Generative AI Misuse: A Taxonomy of Tactics and Insights from Real-World Data
Nahema Marchal, Rachel Xu, Rasmi Elasmar, Iason Gabriel, Beth Goldberg, William Isaac
TL;DR
This study builds a two-part taxonomy of GenAI misuse by integrating a literature review with a qualitative analysis of roughly 191–200 real-world incidents from January 2023 to March 2024, spanning text, image, audio, and video modalities. It distinguishes exploitation of GenAI capabilities from attacks on GenAI systems, identifying ten capability-exploitation tactics and eight (or nine) system-compromise tactics, with Impersonation, Appropriated Likeness, Sockpuppeting, and NCII emerging as dominant. The empirical findings reveal that most misuse leverages readily accessible capabilities to manipulate opinions, monetize content, or commit fraud, rather than sophisticated model attacks, while technical and social mitigations are both necessary. The authors discuss governance and safety implications, including prebunking and detection approaches, to curb rapid growth in AI-enabled deception and manipulation across domains. The work informs policy makers, safety teams, and researchers about current threat patterns and guides future evaluation and intervention strategies amid accelerating GenAI capabilities.
Abstract
Generative, multimodal artificial intelligence (GenAI) offers transformative potential across industries, but its misuse poses significant risks. Prior research has shed light on the potential of advanced AI systems to be exploited for malicious purposes.
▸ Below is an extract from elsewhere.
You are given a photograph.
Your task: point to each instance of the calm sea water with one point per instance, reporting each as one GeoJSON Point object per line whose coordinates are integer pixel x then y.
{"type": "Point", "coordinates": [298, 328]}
However, we still lack a concrete understanding of how GenAI models are specifically exploited or abused in practice, including the tactics employed to inflict harm. In this paper, we present a taxonomy of GenAI misuse tactics, informed by existing academic literature and a qualitative analysis of approximately 200 observed incidents of misuse reported between January 2023 and March 2024. Through this analysis, we illuminate key and novel patterns in misuse during this time period, including potential motivations, strategies, and how attackers leverage and abuse system capabilities across modalities (e.g. image, text, audio, video) in the wild.